Quanto à criminalização de ações que ameaçam as hegemonias, podemos citar o assédio e a repressão das forças estatais aos movimentos autônomos da Espanha. Esses movimentos de base anarquista, potencializaram suas práticas colaborativas nesse momento de crise, fortalecendo e criando ações humanitárias. Atividades autogeridas de distribuição de comida por bancos alimentares, assessoria jurídica gratuita sobre direitos trabalhistas, criação de uma rede de solidariedade pelo Sindicato Popular de Vendedores Ambulantes de Barcelona para esse setor, que é particularmente vulnerável à crise. Importante ressaltar que o modelo neoliberal cresceu enormemente nos últimos anos na Espanha. Ações como essas, de apoio mútuo, são estratégias anticapitalistas de resistência comuns em grupos anarquistas que concebem uma outra organização social, conseguindo, nesse tempo pandêmico, situar o debate economia x vidas de forma ética e não polarizada, refletindo inclusive sobre o isolamento de grupos historicamente segregados, como os próprios idosos.

A perspectiva neoliberal coloca iniciativas privadas e lucro como partes fundamentais do motor da economia, ficando o Estado, em duas posições dialéticas: à mercê dessa ordem mundial e promotor de sua organização. O ataque aos serviços públicos tem sido uma estratégia política para um suposto enxugamento da máquina pública. Tal discurso perde força nesse momento em que é gritante a importância de um sistema público de saúde. Não surpreende que “governos com menos lealdade ao ideário neoliberal são os que estão a actuar mais eficazmente contra a pandemia” (Sousa Santos 2020, 24).

A pandemia parece ter lançado grande lente sobre questões éticas, sociais, humanitárias e políticas.

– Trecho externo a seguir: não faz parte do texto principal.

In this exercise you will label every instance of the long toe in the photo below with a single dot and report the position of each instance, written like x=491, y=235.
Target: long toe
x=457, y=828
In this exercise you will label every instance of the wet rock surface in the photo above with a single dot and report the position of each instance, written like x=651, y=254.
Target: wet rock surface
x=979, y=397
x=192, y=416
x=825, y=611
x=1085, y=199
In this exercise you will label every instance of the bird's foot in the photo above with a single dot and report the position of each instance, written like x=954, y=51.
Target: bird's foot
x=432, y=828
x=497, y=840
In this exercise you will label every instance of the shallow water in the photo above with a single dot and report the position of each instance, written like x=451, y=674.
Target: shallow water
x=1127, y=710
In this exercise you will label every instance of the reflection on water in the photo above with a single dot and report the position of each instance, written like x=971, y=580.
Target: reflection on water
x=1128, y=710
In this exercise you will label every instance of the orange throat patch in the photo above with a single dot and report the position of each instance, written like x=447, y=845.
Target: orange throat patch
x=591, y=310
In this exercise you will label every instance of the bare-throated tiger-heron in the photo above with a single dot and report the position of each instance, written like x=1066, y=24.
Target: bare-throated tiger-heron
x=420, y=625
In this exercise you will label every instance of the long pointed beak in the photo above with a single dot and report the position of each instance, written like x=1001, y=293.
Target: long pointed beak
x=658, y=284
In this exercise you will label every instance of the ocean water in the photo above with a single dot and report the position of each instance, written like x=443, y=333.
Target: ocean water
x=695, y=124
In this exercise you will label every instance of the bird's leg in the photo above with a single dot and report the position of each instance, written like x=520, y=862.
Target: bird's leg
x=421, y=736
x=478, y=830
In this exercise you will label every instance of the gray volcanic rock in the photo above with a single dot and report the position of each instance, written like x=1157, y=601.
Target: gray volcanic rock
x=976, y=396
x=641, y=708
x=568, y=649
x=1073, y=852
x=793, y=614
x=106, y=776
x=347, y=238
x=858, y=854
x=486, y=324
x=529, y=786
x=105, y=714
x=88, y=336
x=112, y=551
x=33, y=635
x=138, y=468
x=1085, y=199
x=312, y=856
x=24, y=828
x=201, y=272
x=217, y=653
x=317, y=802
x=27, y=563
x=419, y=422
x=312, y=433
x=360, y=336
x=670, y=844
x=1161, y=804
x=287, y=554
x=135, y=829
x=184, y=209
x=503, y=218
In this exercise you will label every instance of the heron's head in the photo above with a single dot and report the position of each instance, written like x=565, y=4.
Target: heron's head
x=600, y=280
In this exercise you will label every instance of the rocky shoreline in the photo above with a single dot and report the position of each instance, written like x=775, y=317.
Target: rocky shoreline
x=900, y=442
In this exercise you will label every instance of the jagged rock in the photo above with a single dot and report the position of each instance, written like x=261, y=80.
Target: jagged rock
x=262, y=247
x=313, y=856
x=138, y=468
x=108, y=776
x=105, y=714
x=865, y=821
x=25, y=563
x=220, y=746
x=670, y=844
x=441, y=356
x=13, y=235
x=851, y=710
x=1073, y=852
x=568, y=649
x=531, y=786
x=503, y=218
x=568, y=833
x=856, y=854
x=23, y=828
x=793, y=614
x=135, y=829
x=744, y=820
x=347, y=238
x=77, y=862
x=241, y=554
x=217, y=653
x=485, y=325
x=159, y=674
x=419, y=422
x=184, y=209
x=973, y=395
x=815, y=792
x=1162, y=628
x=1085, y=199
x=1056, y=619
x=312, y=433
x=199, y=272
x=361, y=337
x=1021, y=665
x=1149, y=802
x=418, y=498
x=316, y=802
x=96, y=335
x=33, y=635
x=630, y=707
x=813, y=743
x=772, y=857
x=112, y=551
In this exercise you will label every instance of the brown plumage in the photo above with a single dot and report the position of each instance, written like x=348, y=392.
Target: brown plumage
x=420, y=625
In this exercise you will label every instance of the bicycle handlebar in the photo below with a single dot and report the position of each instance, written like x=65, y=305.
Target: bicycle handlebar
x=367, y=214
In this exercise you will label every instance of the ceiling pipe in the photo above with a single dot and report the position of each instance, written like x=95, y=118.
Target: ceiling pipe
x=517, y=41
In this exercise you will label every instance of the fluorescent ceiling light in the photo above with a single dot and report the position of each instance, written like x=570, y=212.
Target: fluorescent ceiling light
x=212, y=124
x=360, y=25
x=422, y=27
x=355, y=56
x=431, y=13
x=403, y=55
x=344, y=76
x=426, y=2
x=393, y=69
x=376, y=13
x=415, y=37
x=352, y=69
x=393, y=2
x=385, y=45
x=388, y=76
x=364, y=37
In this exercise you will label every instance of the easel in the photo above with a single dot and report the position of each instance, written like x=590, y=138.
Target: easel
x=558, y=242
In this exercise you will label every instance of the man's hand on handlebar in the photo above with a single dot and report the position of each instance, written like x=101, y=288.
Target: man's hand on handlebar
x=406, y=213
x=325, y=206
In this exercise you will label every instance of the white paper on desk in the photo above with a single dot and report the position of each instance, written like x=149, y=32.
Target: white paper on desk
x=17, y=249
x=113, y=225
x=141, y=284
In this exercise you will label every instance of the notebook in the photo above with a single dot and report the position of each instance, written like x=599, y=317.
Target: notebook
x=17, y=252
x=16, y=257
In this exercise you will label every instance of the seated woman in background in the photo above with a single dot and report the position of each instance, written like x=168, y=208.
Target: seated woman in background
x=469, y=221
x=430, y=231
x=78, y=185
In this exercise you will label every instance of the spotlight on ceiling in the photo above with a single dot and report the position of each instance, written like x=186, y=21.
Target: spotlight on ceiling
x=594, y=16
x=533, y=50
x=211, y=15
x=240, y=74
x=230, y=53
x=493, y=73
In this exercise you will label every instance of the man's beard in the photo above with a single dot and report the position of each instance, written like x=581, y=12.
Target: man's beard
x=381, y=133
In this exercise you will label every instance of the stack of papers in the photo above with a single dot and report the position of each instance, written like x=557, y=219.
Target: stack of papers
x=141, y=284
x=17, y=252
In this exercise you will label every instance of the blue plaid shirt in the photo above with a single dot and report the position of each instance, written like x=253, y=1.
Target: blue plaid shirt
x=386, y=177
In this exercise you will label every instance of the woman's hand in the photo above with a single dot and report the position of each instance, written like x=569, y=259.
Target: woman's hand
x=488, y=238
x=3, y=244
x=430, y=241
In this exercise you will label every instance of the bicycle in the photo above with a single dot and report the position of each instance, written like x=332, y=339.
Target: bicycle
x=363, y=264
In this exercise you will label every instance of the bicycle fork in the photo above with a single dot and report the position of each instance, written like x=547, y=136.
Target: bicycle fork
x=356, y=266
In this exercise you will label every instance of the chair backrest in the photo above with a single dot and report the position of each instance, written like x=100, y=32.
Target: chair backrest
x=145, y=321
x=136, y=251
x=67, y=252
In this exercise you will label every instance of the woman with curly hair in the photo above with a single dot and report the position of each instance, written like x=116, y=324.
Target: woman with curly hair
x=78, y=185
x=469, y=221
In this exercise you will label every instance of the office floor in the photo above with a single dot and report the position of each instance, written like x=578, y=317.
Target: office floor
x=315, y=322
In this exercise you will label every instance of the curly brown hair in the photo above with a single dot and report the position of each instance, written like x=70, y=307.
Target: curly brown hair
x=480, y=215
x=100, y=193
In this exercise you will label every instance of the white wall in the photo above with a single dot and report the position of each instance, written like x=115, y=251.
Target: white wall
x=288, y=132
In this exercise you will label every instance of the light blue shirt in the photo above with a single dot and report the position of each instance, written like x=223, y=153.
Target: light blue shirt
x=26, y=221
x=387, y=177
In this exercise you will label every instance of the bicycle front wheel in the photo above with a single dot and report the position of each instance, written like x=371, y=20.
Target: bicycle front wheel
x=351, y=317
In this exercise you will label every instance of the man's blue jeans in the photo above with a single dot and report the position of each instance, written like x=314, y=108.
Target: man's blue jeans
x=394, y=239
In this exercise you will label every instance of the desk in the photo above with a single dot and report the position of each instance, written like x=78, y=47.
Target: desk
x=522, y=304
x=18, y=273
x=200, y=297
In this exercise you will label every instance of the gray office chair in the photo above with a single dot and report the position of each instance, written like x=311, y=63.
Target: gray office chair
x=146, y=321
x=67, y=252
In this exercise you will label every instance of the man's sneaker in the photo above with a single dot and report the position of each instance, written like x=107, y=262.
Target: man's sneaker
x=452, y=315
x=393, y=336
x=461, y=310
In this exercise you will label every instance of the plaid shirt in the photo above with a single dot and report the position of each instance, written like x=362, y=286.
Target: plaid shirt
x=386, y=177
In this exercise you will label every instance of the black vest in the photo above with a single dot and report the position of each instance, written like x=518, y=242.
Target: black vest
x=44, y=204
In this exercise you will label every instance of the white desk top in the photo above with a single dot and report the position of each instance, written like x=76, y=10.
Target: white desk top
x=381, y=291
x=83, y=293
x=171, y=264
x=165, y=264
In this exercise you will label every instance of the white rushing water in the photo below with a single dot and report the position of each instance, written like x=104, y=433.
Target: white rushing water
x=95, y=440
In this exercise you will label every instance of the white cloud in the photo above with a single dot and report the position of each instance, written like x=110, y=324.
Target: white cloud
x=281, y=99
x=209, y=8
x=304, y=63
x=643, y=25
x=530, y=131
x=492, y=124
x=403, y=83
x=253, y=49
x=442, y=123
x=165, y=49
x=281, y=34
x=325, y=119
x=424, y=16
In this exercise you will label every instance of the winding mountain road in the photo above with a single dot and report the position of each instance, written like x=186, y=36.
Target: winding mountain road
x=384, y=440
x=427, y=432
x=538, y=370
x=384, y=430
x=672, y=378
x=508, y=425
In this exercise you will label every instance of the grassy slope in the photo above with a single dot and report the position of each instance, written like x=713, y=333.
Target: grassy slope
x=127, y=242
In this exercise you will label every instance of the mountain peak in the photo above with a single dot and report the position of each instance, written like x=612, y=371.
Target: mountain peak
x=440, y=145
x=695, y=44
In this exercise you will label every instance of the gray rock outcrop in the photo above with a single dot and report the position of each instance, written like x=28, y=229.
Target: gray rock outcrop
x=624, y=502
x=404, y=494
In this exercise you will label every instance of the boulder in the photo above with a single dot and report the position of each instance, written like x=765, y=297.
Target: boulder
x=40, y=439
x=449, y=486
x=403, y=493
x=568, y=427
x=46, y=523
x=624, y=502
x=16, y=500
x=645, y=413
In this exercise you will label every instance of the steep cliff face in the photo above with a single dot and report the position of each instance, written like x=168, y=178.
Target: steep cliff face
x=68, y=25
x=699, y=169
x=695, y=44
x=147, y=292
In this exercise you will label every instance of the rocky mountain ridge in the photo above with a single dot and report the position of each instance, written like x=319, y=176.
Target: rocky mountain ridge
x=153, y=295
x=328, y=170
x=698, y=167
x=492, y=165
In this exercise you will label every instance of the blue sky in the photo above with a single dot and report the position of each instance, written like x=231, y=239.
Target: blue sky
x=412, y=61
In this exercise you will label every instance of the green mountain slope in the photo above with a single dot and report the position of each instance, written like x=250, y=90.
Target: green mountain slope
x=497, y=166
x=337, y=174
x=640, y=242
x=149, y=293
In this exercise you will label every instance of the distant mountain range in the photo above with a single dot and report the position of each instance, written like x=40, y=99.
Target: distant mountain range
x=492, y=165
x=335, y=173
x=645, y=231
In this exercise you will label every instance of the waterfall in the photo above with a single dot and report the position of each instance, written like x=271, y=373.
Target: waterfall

Mas como bem sabemos, as lentes são objetos que podemos ou não usar e estão subjugados ao nosso olhar. Ou seja, é necessário se propor a olhar por meio delas. “Mostra-se que só não há alternativas porque o sistema político democrático foi levado a deixar de discutir as alternativas” (Sousa Santos 2020, 6). O convite que fica, para agora e depois, é se distanciar da ideia conservadora de que não há alternativa ao modo de vida imposto pelo hipercapitalismo que vivemos.